議程第一項是自我介紹,青城山張少華真人,龍虎山馬丘陽道長,齊雲山劉鶴翔先生,崆峒洞柳金頂,麻姑洞沈銀燈,桃源洞潘祈年,還有天津的出租車師父丁大成,南京的師大教授白金。
顏福瑞記不住臉,一圈下來,隻對麻姑洞的沈銀燈和師大教授白金有印象,沈銀燈是這一圈人中唯一的女人,正巧坐他邊上,年輕漂亮,媚眼如絲,居然是個女居士,不去當妖精可惜了。
至於白金,人家是師大教授,文化人,顏福瑞那是打心底裡肅然起敬。
自我介紹完了就是相互寒暄,話裡話外,顏福瑞咂摸出點意思,這些人說的是長久以來,就沒有誰聽過見過真的妖怪——妖怪就跟“不聽話會被狼叼走”的故事一樣,純嚇小孩兒,不聽話的人常有,誰見著真被狼叼走了?

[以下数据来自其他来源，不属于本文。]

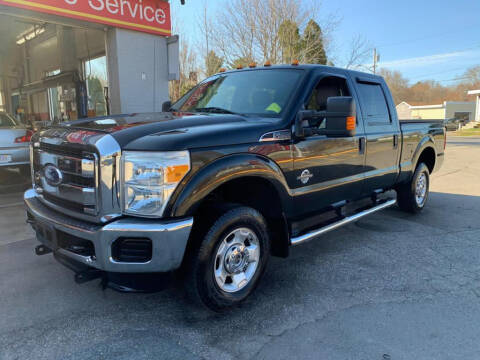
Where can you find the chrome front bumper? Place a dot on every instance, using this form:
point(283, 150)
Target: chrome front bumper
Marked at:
point(169, 238)
point(20, 156)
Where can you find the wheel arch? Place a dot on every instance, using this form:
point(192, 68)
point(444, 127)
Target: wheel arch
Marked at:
point(243, 179)
point(426, 153)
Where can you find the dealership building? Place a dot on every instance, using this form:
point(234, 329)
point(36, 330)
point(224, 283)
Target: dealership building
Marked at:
point(69, 59)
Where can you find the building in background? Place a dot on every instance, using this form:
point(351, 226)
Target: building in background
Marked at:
point(64, 60)
point(463, 111)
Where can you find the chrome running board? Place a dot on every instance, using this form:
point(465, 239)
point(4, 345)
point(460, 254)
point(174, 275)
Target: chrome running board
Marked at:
point(314, 233)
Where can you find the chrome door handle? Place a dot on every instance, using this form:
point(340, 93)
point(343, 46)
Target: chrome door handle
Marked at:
point(395, 141)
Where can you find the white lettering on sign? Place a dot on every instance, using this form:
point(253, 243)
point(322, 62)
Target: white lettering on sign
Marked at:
point(98, 7)
point(125, 7)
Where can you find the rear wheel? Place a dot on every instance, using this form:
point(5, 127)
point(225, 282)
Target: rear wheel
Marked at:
point(413, 196)
point(230, 260)
point(25, 171)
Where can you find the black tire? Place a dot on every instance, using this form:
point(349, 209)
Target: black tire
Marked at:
point(25, 171)
point(201, 284)
point(406, 193)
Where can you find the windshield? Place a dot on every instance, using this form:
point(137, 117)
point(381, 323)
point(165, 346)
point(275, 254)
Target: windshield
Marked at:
point(6, 120)
point(262, 92)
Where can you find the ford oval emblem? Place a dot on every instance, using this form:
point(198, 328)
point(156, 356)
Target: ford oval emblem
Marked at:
point(53, 175)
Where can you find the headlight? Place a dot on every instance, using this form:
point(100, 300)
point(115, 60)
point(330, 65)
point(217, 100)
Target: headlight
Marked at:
point(149, 179)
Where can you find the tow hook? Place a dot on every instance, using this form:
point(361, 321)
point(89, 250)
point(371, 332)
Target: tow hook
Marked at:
point(42, 250)
point(84, 276)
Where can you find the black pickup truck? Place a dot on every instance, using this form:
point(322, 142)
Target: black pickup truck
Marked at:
point(247, 164)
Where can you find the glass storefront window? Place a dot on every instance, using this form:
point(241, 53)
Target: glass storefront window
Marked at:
point(97, 81)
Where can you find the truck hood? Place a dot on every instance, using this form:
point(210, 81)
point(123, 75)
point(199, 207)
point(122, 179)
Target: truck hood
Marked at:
point(173, 132)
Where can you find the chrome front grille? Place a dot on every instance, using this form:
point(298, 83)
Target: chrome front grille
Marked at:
point(89, 165)
point(78, 190)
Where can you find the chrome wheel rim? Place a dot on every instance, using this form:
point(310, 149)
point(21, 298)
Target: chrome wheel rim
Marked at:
point(236, 261)
point(421, 189)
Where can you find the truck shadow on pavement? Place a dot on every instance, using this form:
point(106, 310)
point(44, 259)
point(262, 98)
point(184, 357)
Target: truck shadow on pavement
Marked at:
point(388, 258)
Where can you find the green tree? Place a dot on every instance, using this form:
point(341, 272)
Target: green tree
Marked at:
point(213, 63)
point(289, 39)
point(312, 46)
point(96, 96)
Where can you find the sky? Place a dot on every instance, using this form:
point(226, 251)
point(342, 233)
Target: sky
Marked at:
point(422, 39)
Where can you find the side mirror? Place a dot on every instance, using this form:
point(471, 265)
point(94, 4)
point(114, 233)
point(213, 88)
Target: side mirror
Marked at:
point(341, 116)
point(166, 106)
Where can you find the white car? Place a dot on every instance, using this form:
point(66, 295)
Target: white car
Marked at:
point(14, 144)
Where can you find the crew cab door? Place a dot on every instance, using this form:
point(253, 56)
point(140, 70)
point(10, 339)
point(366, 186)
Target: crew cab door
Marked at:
point(327, 170)
point(382, 132)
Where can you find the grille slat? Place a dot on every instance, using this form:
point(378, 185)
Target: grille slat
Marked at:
point(78, 189)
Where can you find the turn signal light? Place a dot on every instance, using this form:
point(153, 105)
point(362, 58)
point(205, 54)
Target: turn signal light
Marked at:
point(25, 138)
point(174, 174)
point(351, 122)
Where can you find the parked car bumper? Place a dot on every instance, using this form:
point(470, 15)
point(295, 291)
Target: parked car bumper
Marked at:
point(61, 234)
point(16, 156)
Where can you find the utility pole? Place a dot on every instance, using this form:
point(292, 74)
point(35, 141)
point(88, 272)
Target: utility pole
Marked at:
point(376, 59)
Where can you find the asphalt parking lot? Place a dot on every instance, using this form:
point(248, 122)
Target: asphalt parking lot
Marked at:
point(392, 286)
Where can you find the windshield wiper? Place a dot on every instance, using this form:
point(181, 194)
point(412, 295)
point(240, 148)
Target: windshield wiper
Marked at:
point(215, 110)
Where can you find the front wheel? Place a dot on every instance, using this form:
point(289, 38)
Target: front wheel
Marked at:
point(230, 260)
point(413, 196)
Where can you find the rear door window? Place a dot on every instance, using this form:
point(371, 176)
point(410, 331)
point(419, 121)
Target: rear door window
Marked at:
point(6, 121)
point(374, 104)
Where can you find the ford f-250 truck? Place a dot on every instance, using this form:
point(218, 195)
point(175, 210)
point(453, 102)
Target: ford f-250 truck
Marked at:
point(247, 164)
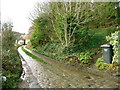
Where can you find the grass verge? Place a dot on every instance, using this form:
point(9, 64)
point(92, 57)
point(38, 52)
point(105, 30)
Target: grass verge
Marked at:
point(33, 56)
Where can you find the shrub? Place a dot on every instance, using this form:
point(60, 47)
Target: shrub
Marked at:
point(11, 68)
point(114, 40)
point(33, 56)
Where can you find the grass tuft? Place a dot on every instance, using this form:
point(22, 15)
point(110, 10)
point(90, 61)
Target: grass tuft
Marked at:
point(33, 56)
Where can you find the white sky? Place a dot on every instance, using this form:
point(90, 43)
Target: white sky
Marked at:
point(18, 12)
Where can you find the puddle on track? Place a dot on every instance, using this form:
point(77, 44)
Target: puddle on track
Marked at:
point(56, 75)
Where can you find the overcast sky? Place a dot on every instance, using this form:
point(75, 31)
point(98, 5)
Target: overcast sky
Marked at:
point(18, 12)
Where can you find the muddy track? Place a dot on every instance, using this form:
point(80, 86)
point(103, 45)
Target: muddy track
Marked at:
point(57, 75)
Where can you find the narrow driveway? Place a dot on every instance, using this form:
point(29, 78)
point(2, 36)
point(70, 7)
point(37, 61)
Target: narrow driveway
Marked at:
point(57, 75)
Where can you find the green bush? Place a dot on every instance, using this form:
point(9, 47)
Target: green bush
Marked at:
point(11, 68)
point(85, 57)
point(33, 56)
point(114, 40)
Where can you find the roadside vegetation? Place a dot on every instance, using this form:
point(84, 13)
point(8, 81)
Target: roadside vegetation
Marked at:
point(72, 32)
point(33, 56)
point(11, 63)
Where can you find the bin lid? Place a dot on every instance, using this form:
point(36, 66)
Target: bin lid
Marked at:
point(106, 45)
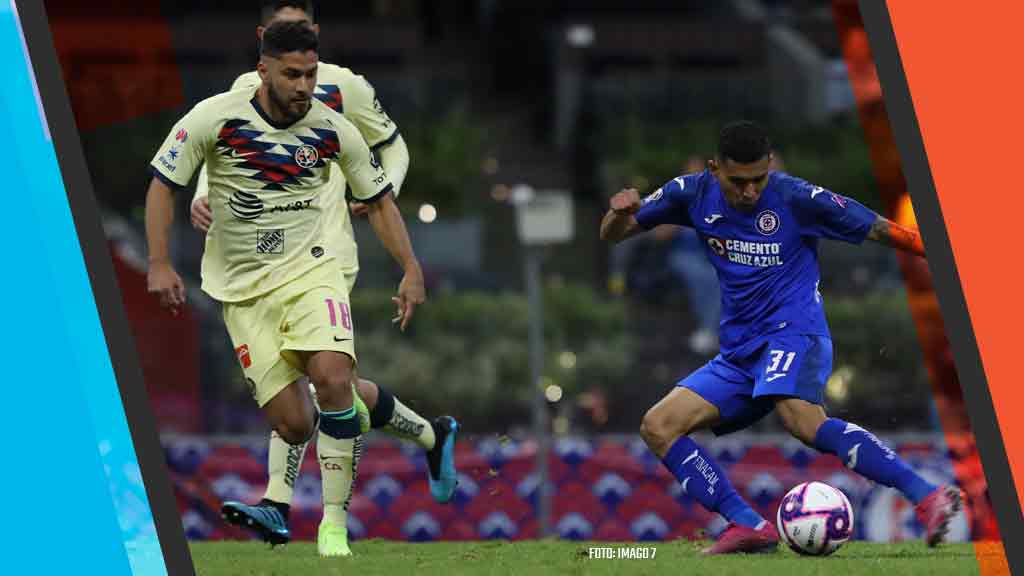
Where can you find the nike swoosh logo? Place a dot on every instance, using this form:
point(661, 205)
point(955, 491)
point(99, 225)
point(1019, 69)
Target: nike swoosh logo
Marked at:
point(690, 457)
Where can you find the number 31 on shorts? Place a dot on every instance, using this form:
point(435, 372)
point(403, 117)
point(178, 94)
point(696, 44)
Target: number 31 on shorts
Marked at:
point(776, 359)
point(342, 311)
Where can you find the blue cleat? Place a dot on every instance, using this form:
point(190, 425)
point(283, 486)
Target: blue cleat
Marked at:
point(264, 519)
point(440, 460)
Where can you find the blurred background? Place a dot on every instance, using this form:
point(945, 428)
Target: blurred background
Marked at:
point(570, 95)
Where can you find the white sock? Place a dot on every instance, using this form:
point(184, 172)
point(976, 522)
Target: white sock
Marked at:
point(339, 459)
point(284, 461)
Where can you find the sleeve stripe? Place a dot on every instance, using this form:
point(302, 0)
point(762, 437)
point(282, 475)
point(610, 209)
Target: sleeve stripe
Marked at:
point(162, 177)
point(388, 189)
point(387, 141)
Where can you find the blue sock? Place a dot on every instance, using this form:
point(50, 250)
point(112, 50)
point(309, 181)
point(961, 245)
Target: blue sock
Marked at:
point(865, 454)
point(340, 424)
point(705, 481)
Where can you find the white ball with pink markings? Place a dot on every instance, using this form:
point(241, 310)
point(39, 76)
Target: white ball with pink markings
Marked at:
point(815, 519)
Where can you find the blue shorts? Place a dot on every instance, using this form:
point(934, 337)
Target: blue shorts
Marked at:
point(741, 385)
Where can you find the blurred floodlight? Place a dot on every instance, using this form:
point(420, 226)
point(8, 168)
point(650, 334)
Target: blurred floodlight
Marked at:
point(580, 36)
point(428, 213)
point(553, 393)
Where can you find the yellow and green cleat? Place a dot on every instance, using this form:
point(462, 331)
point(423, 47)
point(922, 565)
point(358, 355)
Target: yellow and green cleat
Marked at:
point(332, 540)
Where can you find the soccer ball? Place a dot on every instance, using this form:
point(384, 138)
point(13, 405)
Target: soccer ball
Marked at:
point(815, 519)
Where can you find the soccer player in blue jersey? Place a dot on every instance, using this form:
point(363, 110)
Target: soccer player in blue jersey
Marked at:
point(761, 229)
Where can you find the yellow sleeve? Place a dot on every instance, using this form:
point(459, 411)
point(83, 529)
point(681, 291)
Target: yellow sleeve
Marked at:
point(249, 79)
point(394, 157)
point(365, 110)
point(184, 149)
point(363, 171)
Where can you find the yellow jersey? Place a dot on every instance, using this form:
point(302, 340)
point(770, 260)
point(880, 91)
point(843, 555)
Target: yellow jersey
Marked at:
point(269, 188)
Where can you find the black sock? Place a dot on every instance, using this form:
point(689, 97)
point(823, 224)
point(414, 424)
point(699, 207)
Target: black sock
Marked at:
point(380, 416)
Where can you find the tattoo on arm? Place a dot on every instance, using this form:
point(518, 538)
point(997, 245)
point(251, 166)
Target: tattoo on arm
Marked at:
point(891, 234)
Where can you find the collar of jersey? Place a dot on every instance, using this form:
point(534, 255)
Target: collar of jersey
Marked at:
point(266, 118)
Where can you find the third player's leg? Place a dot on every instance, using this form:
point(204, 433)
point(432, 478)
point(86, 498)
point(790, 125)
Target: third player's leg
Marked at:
point(292, 413)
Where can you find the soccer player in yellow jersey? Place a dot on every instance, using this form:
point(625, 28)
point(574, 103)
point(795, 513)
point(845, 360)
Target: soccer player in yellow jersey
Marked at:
point(343, 91)
point(268, 151)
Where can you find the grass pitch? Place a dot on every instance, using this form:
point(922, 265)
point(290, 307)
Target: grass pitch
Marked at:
point(556, 557)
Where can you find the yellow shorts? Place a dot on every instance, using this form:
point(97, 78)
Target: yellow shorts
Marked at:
point(309, 314)
point(350, 279)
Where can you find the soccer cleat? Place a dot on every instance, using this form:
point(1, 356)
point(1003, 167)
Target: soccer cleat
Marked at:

會議議程第二項是展示胸透片,王乾坤的心肺肋巴骨呈倍數放大被打到白牆上,人也被請上台,王乾坤的道兄慷慨陳詞,那意思是大家務必正視,妖怪的法術驚人,x光顯示這是一個健康人的心肺,但是實際上,藤殺三日後就要攻心,可憐的王道士已經危在旦夕了!
眾人一陣唏噓,然後龍虎山的馬丘陽道長發言,馬道長四十多歲,白白胖胖,一張臉被脂肪撐的飽滿圓潤,一絲皺紋都沒有,他提出了一個大家都關心的問題假設王乾坤道士的遭遇都是真的,那麼這位司藤小姐,她到底想乾什麼?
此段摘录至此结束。